Vector3 Atom::vectorTo(const Atom& otherAtom) {
Vector3 vector = otherAtom.position() - this->position();
return vector;
}

Note the ampersand (&) which tells the compiler that you wish to return a reference declaration. Whenever this is left out, the compiler will think that you want to make a copy of the object, which can be very expensive performance wise.

## Write components of 3D vectors explicitly in your force calculation

The following code may look nasty in comparison to for instance using a vector class with overloaded + and = operators, but it is much faster:

double x;
double y;
double z;
x = atom2->position()(0) + atom2Offset(0) - atom1->position()(0);
y = atom2->position()(1) + atom2Offset(1) - atom1->position()(1);
z = atom2->position()(2) + atom2Offset(2) - atom1->position()(2);
rSquared = x*x + y*y + z*z;

This is generally true, but more so if you are using a general vector class and not an optimized 3D vector class. Optimized 3D vector classes will be only a bit faster.

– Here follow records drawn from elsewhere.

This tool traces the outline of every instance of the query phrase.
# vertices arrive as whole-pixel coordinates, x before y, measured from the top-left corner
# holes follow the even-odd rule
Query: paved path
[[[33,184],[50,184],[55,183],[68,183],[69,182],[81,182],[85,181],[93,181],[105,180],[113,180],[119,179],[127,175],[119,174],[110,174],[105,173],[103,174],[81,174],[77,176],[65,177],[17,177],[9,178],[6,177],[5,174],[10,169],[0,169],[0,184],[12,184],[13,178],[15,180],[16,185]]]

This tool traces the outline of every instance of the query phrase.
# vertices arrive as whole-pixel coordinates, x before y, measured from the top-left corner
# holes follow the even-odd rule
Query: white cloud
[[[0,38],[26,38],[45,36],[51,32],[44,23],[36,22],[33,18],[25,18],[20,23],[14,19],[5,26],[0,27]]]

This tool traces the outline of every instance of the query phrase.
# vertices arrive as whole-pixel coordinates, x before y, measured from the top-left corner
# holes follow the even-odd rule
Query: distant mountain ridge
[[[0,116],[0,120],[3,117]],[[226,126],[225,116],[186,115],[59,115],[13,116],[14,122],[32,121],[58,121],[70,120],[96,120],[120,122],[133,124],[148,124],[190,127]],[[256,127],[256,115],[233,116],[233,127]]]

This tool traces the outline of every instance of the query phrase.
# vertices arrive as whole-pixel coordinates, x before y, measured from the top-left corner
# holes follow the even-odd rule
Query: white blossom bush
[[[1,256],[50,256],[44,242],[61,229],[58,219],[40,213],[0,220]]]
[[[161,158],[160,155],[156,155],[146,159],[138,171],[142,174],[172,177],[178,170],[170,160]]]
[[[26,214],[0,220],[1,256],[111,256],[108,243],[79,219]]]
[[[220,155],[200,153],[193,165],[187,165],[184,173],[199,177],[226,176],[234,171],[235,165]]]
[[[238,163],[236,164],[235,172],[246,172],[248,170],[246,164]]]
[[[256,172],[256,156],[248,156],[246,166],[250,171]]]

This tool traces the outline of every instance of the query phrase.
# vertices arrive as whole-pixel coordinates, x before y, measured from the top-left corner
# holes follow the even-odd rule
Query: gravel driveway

## Inline your much-used getters and setters

If you are using getters and setters like

const Vector3& Atom::position() const {
return m_position;
}

you may want to inline these in the header file. Ideally you should declare the header as usual and put the implementation with the inline keyword in the same header file:

class Atom
{
public:
inline const Vector3 &position() const;
protected:
Vector3 m_position;
}

inline const Vector3 &Atom::position() const
{
return m_position;
}

Did you notice the extra const at the end of the declaration? This is just good style telling the compiler that this function will not write to the Atom object, only read from it. Again, this is good style, but not necessary.

## Use double arrays instead of classes to store positions and forces

I’m not doing this myself, but after some intense optimization testing i found that for the Lennard-Jones force, the code runs in about 67 % of the original time by storing the positions and forces in their own continuous-memory arrays rather than in Atom objects.

This is optimal because (for my code at least) it caused the processor to keep data in the CPU cache over longer time, which is faster than having to fetch new data from RAM. The reason is likely that it can prefetch the position data more easily when it is stored sequentially rather than together with other data in the Atom object.

This may differ greatly from architecture to architecture, so I skipped actually implementing this myself. The code became so much harder to maintain with this optimization built in that I eventually left it out. In addition, I have no idea how it would fare with 3- or 6-particle forces which are yet to be implemented.

If you store everything in double arrays already I would also advice you to consider storing it in static-size memory on the stack rather than allocating the memory dynamically. I hear that this is also supposed to improve performance.